С помощью радиста он залез в грузовик, но слишком быстро и чуть было не грохнулся от слабости. Траутмэн поднялся вслед за Тислом с естественной легкостью и остановился, наблюдая за ним. Что-то в недавних словах Траутмэна беспокоило Тисла, но он не мог сообразить что.
Наконец он вспомнил.
— Откуда вы знаете, что я был в Корее?
— Все очень просто. Перед тем как вылететь сюда, я позвонил в Вашингтон, и мне зачитали ваше досье.
Тислу это не понравилось. Совсем не понравилось.
— Я был вынужден это сделать, — продолжал Траутмэн. — И не воспринимайте это как вторжение в вашу личную жизнь. Мне было необходимо понять, что вы за человек — на тот случай, если вы сами виноваты в этой истории с Рэмбо, если сейчас это прежде всего месть с вашей стороны. Таким образом, я мог бы предвидеть осложнения, которые вы можете спровоцировать. Вы связались с Рэмбо, ничего о нем не зная, даже его имени, это была одна из ваших ошибок.

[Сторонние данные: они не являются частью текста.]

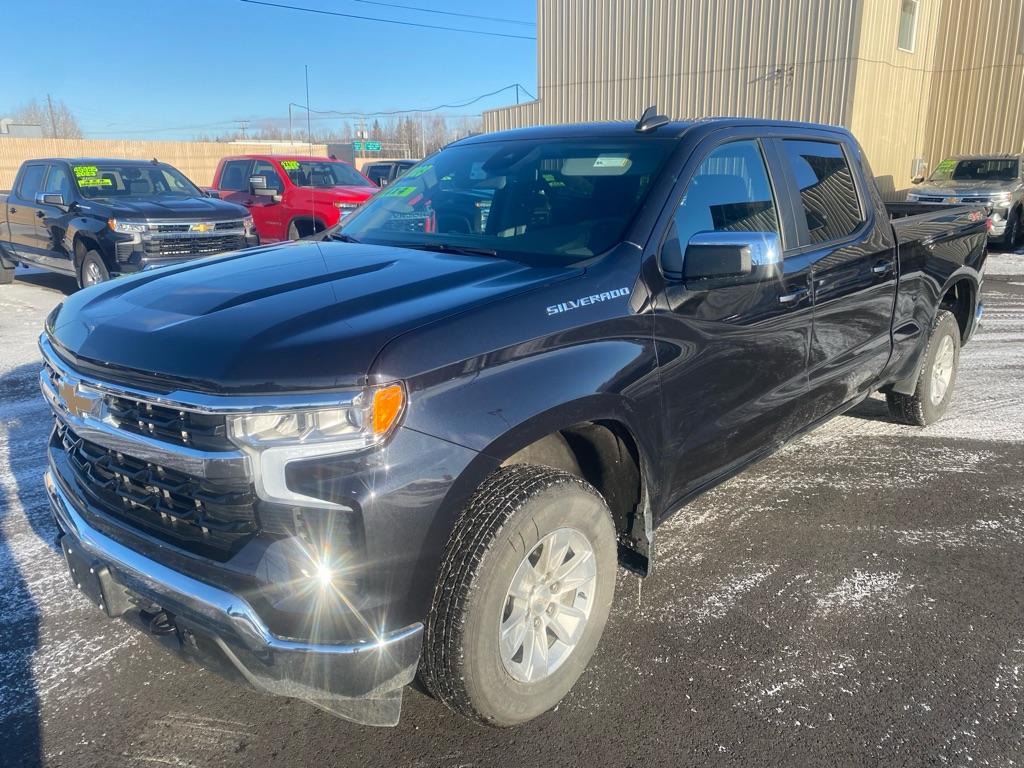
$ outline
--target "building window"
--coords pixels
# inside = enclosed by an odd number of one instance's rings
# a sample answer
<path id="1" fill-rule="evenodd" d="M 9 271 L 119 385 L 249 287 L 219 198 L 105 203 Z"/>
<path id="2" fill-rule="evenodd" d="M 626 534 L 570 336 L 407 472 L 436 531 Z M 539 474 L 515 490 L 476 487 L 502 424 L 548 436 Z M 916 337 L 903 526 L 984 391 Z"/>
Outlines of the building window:
<path id="1" fill-rule="evenodd" d="M 897 47 L 901 51 L 914 52 L 917 38 L 918 0 L 902 0 L 900 5 L 900 39 Z"/>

Есть правило, которое мы всегда повторяем — никогда не вступать в бой с врагом, если не знаешь его так же хорошо, как себя.
— Ладно. Вы знаете, что я был в Корее — ну и что дальше?
— Прежде всего, это частично объясняет то, что вам удалось от него скрыться.
— Но тут и так все ясно. Я же рассказывал вам, как все было. Я бежал быстрее него, вот и все.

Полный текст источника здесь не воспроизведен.